Il 10 ottobre 1868, l’avvocato patriota Carlos Manuel de Céspedes (1819-1874) liberò i suoi schiavi e portò i cubani a prendere le armi, primo evento fondante delle Rivoluzioni di Liberazione Nazionale di Cuba.

Il suono della campana del suo zuccherificio La Demajagua, Manzanillo, nell’est del paese, significò 145 anni fa un trionfo delle idee pro-indipendenza, contro il fondamentalismo ispanico e le correnti riformiste e annessioniste.

Il gesto di Céspedes arrivò prima dell’arresto dei cospiratori previsto da un ordine del capitano generale Francisco Lersundi, che avrebbe ritardato il processo per un tempo indeterminato.

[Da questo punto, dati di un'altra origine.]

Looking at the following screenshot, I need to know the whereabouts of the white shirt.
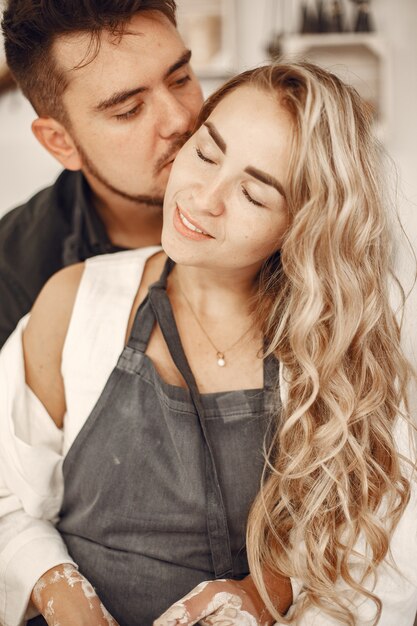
[0,247,417,626]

Quella mattina il patrizio bavarese pronunciò la dichiarazione d’indipendenza conosciuta come il Manifesto della giunta rivoluzionaria dell’isola di Cuba o Manifesto del 10 ottobre.

Nel batey di La Demajagua, davanti a circa 500 persone, disse: “Cittadini, quel sole che vedete sorgere sulla cima del Turquino viene ad illuminare il primo giorno di libertà ed indipendenza di Cuba”

Così iniziò questa prima guerra d’indipendenza che durò 10 anni ed ebbe un carattere di liberazione nazionale, democratico ed antischiavista.

Una coscienza nazionale patriottica maturò tra i cubani, e anche se l’oligarchia schiavista rimase soggetta alla Spagna, la nazione cubana fu fondata per sempre.

Il pesante fardello della schiavitù sull’economia della colonia permise alla Spagna di tenere Cuba in catene quando la maggior parte dei paesi ispano-americani raggiunse l’indipendenza.

Secondo i dati del 1862, su una popolazione totale di 1.359.000 abitanti, circa 500.000 erano della cosiddetta gente di colore, il presunto pericolo brandito dagli ideologi colonialisti per frenare il movimento di emancipazione.

Al momento dello scoppio della rivoluzione la popolazione schiava contava più di 300.000 uomini e donne, più del 70 per cento nell’ovest.

C’erano anche circa 200.000 mulatti e neri liberi (41,3 per cento nell’ovest, 20,5 per cento nel centro e 38,2 per cento nell’est).

Céspedes cancellò quello spettro dalla scena cubana salutando i suoi schiavi che diventarono liberi in quel momento e invitando gli altri proprietari presenti a fare altrettanto.

“Cittadini”, esclamò, “fino a questo momento siete stati miei schiavi. D’ora in poi, siete liberi come me. Cuba ha bisogno di tutti i suoi figli per conquistare l’indipendenza!”

“Chi vuole seguirmi deve seguirmi; chi vuole restare deve restare; tutti resteranno liberi come gli altri.”

La questione dell’abolizione della schiavitù trionfò nella Rivoluzione del 1968 e nell’articolo 24 della Costituzione di Guáimaro fu incarnato il principio “Tutti gli abitanti della Repubblica sono interamente liberi”.

I cubani avevano diritto alla libertà e all’indipendenza perché, come disse Céspedes, “Quando un popolo arriva all’estremo della degradazione e della miseria in cui ci troviamo, nessuno può rimproverargli di prendere le armi per uscire da uno stato così pieno di opprobrietà….”

“Cuba”, affermò, “aspira ad essere una grande e civile nazione, ad estendere un braccio amico e un cuore fraterno a tutti gli altri popoli…”

La lotta rivoluzionaria che iniziò il 10 ottobre 1868 fu seguita in altre regioni del paese e anche se non raggiunse definitivamente il suo obiettivo di indipendenza e l’abolizione della schiavitù, ebbe un’influenza decisiva sulla storia di Cuba.

Seguirono la cosiddetta Piccola Guerra (1879-1880) e la Guerra d’Indipendenza (1895-1898), organizzata da José Martí.

Secondo Fidel Castro, c’è solo una Rivoluzione Cubana da Céspedes a oggi, compresa quella che ha trionfato nel gennaio 1959.

La rivoluzione cubana è l’unica nella storia di Cuba.